Well it could mean starting with symptoms, if you have them. It can mean starting with the protective measures we take and the feeling of that, the locus of attention on the hands, on the mouth.  What is the sensation of washing hands, of dry hands, of mask marks (as I am sure many of you have seen on social media).   It can start with our visual experience of charts (of different scales) showing infection, unemployment claims, or the stock market.  

However, all of this is an oblique, or mediated, ways at getting at what we believe is the cause of these sensations – an invisible virus. Sure if we put the virus under a microscope then we have a sense perception of this virus through the eye. Our experience of this is even different than our feelings of illness/symptom, or of protection.

This article mentions invisibility and scale. Invisibility is a problem of scale. It starts from the notion of world building and how we create meaning within worlds – this is a notion that is very close to my heart, as my investigation of system poetics is in many ways about world building.  The virus exists in a different world than the world we live in where we can feel a masks but not virus. We cannot directly ‘sense’ it – that is sense it unmediated.  The phenomenology of the covid19 is the phenomenology of the aspects in which our world of sensation intersects with covid19. 

J.P. connects this with ethics and the cognitive load that is associated with interacting with a something that exists in so many worlds (such as fear).  His perspective is informed by Kant and perhaps Hans Vaihinger, through the notion of as-if.  We have to act as-if these worlds or that these worlds represent something we do not directly sense.  

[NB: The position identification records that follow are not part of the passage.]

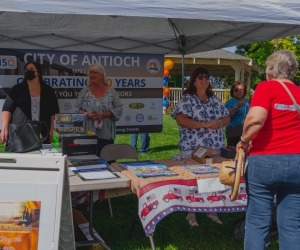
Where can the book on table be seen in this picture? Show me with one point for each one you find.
(201, 169)
(91, 169)
(147, 168)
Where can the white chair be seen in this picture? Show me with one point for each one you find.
(114, 152)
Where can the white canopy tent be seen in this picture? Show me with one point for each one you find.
(160, 27)
(165, 27)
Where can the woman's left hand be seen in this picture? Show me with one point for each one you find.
(244, 145)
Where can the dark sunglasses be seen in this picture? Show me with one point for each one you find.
(203, 76)
(238, 90)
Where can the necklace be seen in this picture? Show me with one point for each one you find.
(96, 87)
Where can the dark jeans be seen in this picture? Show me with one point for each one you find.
(233, 141)
(267, 175)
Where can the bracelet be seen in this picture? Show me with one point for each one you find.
(242, 140)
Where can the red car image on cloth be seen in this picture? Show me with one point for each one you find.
(147, 208)
(192, 198)
(239, 197)
(216, 197)
(171, 196)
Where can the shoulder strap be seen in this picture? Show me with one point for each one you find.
(290, 94)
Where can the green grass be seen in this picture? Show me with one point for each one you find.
(173, 232)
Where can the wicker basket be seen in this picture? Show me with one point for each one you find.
(230, 173)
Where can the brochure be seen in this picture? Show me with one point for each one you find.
(96, 175)
(147, 169)
(201, 169)
(83, 165)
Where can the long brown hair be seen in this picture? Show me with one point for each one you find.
(191, 89)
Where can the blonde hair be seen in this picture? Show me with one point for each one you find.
(100, 69)
(282, 64)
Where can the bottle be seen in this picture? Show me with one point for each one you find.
(25, 215)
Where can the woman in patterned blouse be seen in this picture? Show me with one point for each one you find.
(101, 105)
(201, 117)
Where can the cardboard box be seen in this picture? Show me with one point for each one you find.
(81, 234)
(228, 153)
(203, 154)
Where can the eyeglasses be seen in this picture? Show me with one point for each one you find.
(238, 90)
(203, 76)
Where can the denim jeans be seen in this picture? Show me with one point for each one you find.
(145, 142)
(266, 176)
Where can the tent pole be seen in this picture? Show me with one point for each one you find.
(182, 73)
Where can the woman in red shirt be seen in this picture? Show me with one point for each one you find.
(273, 126)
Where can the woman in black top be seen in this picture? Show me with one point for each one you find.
(30, 100)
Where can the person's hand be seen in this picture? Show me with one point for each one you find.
(240, 104)
(214, 124)
(244, 145)
(91, 115)
(4, 135)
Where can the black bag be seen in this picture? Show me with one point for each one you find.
(25, 136)
(234, 131)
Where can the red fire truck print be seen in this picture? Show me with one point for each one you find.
(148, 206)
(216, 197)
(241, 195)
(173, 195)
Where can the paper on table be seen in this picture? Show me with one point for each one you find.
(97, 175)
(89, 168)
(210, 185)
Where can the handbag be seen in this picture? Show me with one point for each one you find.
(231, 172)
(25, 136)
(234, 131)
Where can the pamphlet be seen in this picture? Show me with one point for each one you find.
(147, 169)
(19, 224)
(201, 169)
(96, 175)
(87, 164)
(90, 169)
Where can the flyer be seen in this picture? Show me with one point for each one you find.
(19, 225)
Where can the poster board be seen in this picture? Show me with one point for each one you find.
(35, 204)
(137, 79)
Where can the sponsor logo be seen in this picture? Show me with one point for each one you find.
(152, 106)
(153, 66)
(8, 62)
(128, 118)
(152, 117)
(139, 118)
(136, 105)
(67, 106)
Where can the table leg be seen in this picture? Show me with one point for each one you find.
(152, 242)
(91, 231)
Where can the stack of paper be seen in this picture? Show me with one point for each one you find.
(90, 169)
(201, 169)
(147, 168)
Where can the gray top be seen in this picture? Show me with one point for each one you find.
(109, 102)
(35, 108)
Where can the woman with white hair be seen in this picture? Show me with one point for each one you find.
(273, 126)
(101, 105)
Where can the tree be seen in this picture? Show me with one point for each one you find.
(260, 51)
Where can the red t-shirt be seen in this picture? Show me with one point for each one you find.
(280, 133)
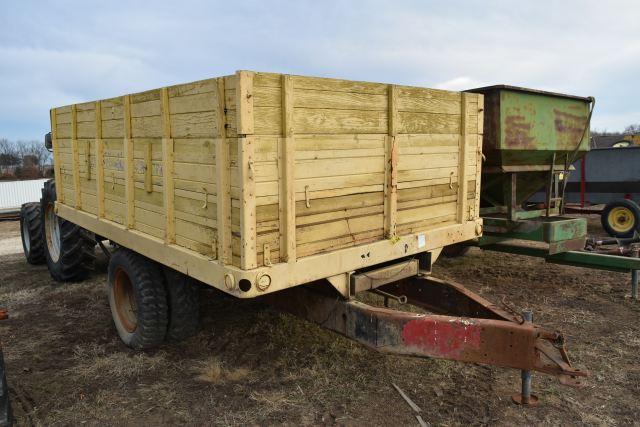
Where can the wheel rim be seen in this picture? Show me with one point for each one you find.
(26, 238)
(621, 219)
(52, 233)
(125, 300)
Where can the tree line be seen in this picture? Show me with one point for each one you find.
(24, 159)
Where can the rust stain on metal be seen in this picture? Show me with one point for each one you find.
(442, 339)
(517, 132)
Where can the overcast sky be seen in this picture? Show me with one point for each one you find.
(54, 53)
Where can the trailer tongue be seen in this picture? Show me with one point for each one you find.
(464, 326)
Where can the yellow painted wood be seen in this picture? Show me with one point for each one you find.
(148, 183)
(168, 172)
(462, 168)
(258, 168)
(391, 166)
(244, 103)
(128, 164)
(223, 181)
(248, 202)
(56, 151)
(286, 173)
(76, 159)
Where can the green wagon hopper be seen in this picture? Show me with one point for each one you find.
(530, 140)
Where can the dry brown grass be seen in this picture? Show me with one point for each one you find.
(213, 371)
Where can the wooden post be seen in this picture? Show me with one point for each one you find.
(167, 170)
(286, 172)
(56, 155)
(462, 160)
(99, 161)
(129, 189)
(391, 166)
(76, 157)
(223, 182)
(479, 152)
(245, 128)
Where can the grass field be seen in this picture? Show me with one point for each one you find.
(252, 365)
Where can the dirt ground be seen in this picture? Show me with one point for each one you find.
(251, 365)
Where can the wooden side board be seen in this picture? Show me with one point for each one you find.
(257, 169)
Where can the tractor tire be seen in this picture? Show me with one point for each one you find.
(621, 218)
(183, 297)
(138, 299)
(31, 233)
(68, 248)
(6, 414)
(456, 250)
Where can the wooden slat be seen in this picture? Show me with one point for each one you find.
(76, 157)
(244, 103)
(462, 168)
(148, 183)
(248, 202)
(223, 182)
(99, 160)
(286, 172)
(167, 166)
(129, 189)
(56, 152)
(391, 166)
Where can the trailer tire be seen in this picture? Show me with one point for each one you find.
(31, 233)
(183, 297)
(68, 248)
(456, 250)
(6, 414)
(138, 299)
(621, 218)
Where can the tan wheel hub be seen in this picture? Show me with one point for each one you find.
(125, 300)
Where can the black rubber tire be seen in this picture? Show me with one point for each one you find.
(149, 323)
(77, 245)
(31, 233)
(634, 210)
(183, 297)
(456, 250)
(6, 414)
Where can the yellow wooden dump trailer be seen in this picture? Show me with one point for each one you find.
(258, 183)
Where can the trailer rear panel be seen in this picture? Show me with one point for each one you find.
(256, 182)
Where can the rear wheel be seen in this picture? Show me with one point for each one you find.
(68, 248)
(621, 218)
(31, 233)
(138, 299)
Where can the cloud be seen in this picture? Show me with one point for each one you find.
(54, 53)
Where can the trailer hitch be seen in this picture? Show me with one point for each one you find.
(464, 326)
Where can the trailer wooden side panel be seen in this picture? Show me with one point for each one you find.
(258, 172)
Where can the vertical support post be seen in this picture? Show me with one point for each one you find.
(56, 155)
(635, 252)
(391, 165)
(286, 171)
(479, 156)
(462, 160)
(525, 397)
(167, 169)
(223, 182)
(99, 161)
(148, 168)
(76, 157)
(246, 143)
(129, 189)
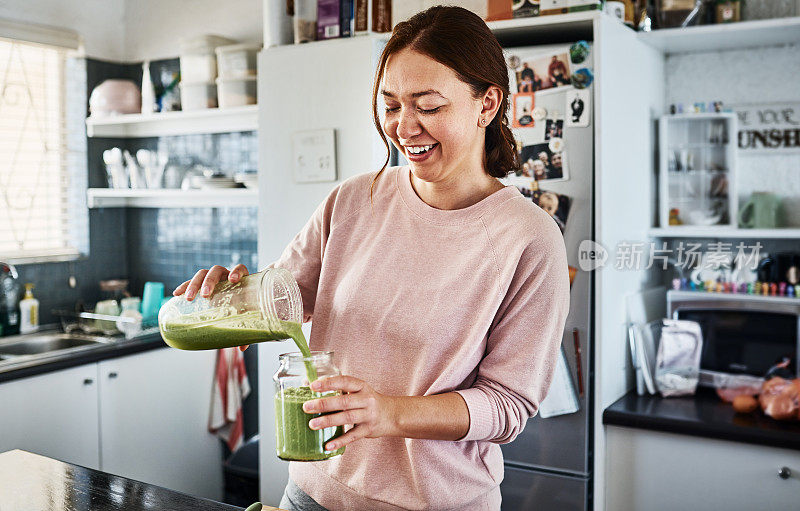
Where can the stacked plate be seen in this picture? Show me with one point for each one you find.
(217, 181)
(248, 179)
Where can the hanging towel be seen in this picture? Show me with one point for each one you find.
(230, 389)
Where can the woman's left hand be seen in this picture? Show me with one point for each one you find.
(372, 413)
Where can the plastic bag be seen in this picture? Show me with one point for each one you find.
(678, 358)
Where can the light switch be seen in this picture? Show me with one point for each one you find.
(314, 156)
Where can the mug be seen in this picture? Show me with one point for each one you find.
(615, 9)
(760, 212)
(151, 299)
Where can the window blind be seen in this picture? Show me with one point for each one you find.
(38, 220)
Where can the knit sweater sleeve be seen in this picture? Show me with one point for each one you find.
(523, 343)
(303, 256)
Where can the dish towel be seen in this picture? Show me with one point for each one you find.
(230, 389)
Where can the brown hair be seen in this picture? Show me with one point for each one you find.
(460, 40)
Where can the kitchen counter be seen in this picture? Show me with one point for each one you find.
(30, 481)
(56, 361)
(704, 415)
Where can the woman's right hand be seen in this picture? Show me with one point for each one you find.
(205, 280)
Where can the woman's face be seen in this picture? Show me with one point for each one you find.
(432, 117)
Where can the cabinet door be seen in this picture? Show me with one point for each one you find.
(530, 490)
(153, 420)
(663, 471)
(54, 414)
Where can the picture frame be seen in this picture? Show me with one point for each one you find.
(540, 163)
(523, 104)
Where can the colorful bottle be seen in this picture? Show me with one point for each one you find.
(28, 312)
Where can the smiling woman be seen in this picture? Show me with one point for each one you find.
(442, 293)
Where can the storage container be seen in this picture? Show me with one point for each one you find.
(237, 60)
(264, 306)
(198, 95)
(236, 92)
(198, 60)
(295, 440)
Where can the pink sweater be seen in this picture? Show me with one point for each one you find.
(419, 301)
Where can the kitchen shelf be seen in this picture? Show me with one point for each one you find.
(725, 36)
(717, 231)
(211, 120)
(568, 27)
(214, 198)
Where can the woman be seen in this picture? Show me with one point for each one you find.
(442, 292)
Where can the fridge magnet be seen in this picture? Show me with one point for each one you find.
(578, 52)
(543, 71)
(556, 144)
(579, 108)
(554, 129)
(582, 78)
(539, 113)
(543, 164)
(523, 106)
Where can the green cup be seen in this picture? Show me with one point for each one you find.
(762, 211)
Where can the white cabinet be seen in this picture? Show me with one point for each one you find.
(54, 414)
(154, 417)
(142, 416)
(664, 471)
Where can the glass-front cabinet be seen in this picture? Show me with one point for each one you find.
(697, 185)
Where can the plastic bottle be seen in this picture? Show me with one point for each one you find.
(148, 91)
(9, 298)
(29, 312)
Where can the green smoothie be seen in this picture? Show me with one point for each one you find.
(216, 328)
(295, 440)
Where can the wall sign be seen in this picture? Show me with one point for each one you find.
(769, 127)
(314, 156)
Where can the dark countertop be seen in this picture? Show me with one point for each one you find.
(704, 415)
(34, 482)
(56, 361)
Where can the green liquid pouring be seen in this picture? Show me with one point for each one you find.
(295, 440)
(204, 331)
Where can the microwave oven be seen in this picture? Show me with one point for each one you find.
(742, 334)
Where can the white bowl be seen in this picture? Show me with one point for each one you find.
(115, 96)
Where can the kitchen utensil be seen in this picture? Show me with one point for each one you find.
(173, 175)
(115, 168)
(134, 171)
(114, 97)
(108, 308)
(762, 211)
(646, 339)
(264, 306)
(295, 440)
(152, 164)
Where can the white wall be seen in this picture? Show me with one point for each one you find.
(739, 77)
(135, 30)
(153, 28)
(99, 22)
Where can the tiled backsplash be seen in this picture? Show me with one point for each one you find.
(170, 245)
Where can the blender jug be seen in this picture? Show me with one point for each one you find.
(264, 306)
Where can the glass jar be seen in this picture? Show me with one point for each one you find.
(264, 306)
(295, 440)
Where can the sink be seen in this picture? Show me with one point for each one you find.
(40, 344)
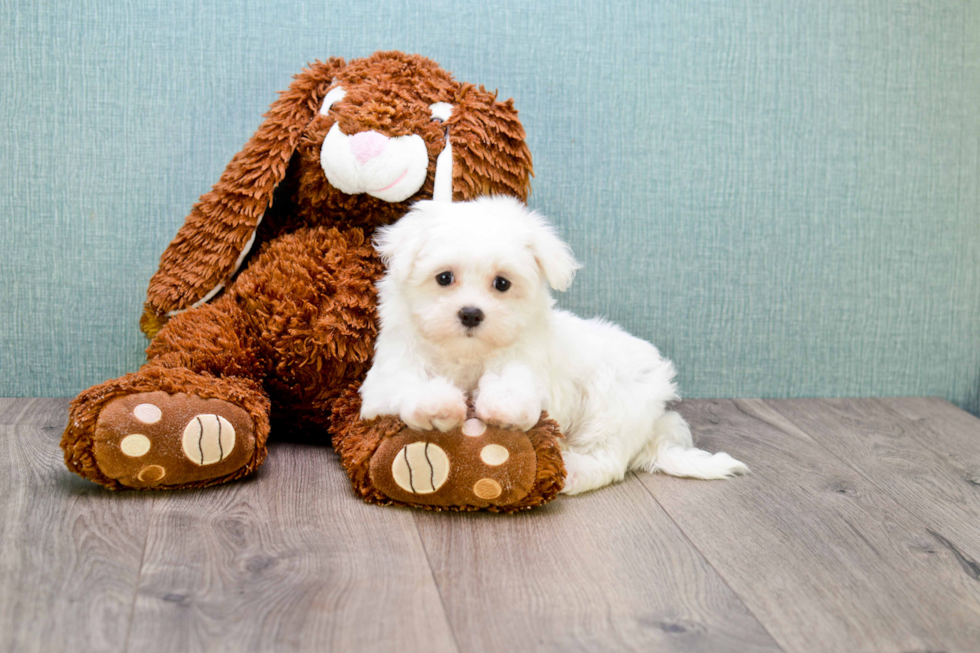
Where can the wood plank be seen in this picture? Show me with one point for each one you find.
(824, 559)
(32, 411)
(952, 433)
(69, 550)
(600, 572)
(928, 470)
(289, 560)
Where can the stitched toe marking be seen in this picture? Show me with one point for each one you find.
(208, 439)
(147, 413)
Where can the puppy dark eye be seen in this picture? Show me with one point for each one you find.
(444, 278)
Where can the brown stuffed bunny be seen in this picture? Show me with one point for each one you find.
(263, 308)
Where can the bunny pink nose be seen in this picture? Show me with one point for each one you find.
(367, 145)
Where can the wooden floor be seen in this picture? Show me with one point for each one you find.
(858, 530)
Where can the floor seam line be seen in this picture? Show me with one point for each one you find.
(435, 582)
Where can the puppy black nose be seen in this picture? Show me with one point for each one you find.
(470, 316)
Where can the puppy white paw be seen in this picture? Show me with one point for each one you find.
(504, 407)
(438, 405)
(577, 473)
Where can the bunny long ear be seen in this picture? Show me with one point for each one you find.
(490, 155)
(220, 230)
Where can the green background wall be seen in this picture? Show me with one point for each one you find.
(783, 196)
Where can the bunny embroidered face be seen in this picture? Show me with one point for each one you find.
(391, 168)
(352, 145)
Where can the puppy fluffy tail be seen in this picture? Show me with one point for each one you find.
(671, 450)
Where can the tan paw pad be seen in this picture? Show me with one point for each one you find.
(148, 413)
(135, 445)
(487, 488)
(494, 455)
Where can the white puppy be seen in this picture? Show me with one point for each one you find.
(466, 310)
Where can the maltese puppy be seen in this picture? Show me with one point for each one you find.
(466, 311)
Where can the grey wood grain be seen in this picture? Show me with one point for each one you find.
(953, 434)
(927, 468)
(69, 551)
(289, 560)
(824, 558)
(32, 411)
(607, 571)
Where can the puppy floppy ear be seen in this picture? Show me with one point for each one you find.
(399, 244)
(221, 228)
(553, 255)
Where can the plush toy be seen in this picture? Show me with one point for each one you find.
(262, 313)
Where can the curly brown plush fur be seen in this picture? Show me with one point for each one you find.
(265, 299)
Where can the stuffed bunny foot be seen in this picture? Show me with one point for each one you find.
(195, 430)
(472, 467)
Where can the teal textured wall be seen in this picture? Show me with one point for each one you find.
(782, 195)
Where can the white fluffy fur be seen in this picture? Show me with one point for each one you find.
(607, 389)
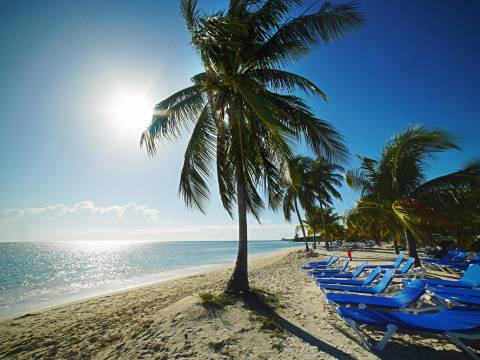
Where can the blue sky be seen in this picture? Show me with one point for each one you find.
(78, 79)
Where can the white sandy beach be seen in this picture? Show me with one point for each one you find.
(167, 321)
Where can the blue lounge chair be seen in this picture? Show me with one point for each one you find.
(411, 293)
(376, 289)
(395, 264)
(319, 265)
(365, 281)
(341, 269)
(324, 262)
(356, 273)
(459, 257)
(470, 279)
(453, 290)
(407, 266)
(454, 324)
(453, 299)
(475, 259)
(447, 257)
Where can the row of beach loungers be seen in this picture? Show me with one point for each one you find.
(397, 297)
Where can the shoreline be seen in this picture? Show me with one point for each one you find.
(136, 283)
(168, 320)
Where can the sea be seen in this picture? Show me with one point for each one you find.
(35, 275)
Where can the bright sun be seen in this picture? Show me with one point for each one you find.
(129, 113)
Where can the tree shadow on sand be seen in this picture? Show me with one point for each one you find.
(259, 304)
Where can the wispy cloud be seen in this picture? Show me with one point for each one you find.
(85, 220)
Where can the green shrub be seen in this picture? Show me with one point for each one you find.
(216, 301)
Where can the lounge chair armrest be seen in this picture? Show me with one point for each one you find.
(438, 307)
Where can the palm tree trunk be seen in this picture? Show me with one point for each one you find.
(324, 227)
(395, 246)
(412, 247)
(238, 282)
(301, 225)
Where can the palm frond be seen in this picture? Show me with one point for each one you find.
(189, 13)
(198, 160)
(295, 38)
(280, 80)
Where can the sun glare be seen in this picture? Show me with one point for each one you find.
(129, 113)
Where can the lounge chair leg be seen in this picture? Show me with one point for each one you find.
(455, 338)
(362, 337)
(391, 330)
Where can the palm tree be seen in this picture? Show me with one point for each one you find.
(326, 176)
(298, 189)
(331, 222)
(314, 223)
(395, 188)
(243, 110)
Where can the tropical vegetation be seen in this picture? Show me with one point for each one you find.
(398, 201)
(244, 110)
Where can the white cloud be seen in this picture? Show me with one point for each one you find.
(85, 220)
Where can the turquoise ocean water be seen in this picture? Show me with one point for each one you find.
(34, 275)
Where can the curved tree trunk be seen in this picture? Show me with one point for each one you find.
(301, 225)
(412, 247)
(324, 228)
(238, 282)
(395, 246)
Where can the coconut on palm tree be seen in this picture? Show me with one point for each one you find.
(395, 189)
(243, 111)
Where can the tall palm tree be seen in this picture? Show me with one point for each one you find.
(298, 190)
(243, 110)
(395, 188)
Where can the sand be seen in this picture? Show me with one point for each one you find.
(168, 321)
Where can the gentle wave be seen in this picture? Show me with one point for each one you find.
(39, 274)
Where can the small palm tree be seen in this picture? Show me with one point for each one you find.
(394, 187)
(314, 223)
(326, 177)
(332, 226)
(243, 110)
(298, 190)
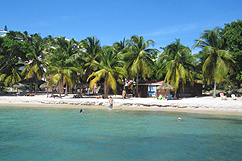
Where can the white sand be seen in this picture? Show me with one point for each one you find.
(194, 105)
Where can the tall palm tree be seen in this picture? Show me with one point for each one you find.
(35, 66)
(109, 68)
(92, 48)
(138, 58)
(13, 76)
(121, 48)
(62, 64)
(177, 63)
(218, 61)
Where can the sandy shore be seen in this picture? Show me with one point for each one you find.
(193, 105)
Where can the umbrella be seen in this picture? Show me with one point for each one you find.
(81, 85)
(239, 90)
(166, 86)
(18, 85)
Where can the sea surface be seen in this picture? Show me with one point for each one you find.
(112, 135)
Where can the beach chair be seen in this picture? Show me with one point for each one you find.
(222, 96)
(160, 97)
(233, 97)
(170, 96)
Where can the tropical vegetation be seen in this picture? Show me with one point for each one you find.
(67, 63)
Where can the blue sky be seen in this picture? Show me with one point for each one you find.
(111, 21)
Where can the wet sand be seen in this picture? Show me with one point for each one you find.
(206, 104)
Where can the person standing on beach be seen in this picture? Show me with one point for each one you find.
(123, 93)
(110, 103)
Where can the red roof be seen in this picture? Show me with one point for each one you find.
(150, 82)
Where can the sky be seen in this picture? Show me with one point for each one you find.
(113, 20)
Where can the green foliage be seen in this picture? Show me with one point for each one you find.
(109, 68)
(62, 63)
(218, 62)
(177, 62)
(232, 37)
(11, 51)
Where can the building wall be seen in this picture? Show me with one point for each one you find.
(190, 91)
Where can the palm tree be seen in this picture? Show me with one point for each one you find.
(62, 64)
(218, 61)
(35, 66)
(139, 58)
(177, 63)
(13, 76)
(121, 48)
(92, 48)
(109, 68)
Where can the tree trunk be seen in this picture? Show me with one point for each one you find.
(36, 84)
(66, 90)
(214, 91)
(106, 87)
(137, 86)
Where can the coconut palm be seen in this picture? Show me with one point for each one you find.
(218, 61)
(35, 66)
(109, 68)
(92, 48)
(62, 64)
(138, 58)
(14, 76)
(121, 48)
(177, 63)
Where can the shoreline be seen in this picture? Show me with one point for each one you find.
(203, 105)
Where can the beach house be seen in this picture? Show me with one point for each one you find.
(149, 89)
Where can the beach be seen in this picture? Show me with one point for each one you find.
(206, 104)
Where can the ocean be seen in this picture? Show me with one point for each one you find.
(40, 133)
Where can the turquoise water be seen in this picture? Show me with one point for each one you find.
(65, 134)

Ethics is essentially the study of how to act. I offer a different perspective.  This is not a matter of as-if, but a matter of system poetics, or world poetics.  As I see it, the ethical issue with covid19, from a phenomenological perspective, is that it presents itself in so many conflicting phenomenological experiences (or worlds). Which worlds we choose is based on our phenomenological experience of those worlds, the places where they overlap and where they rhyme.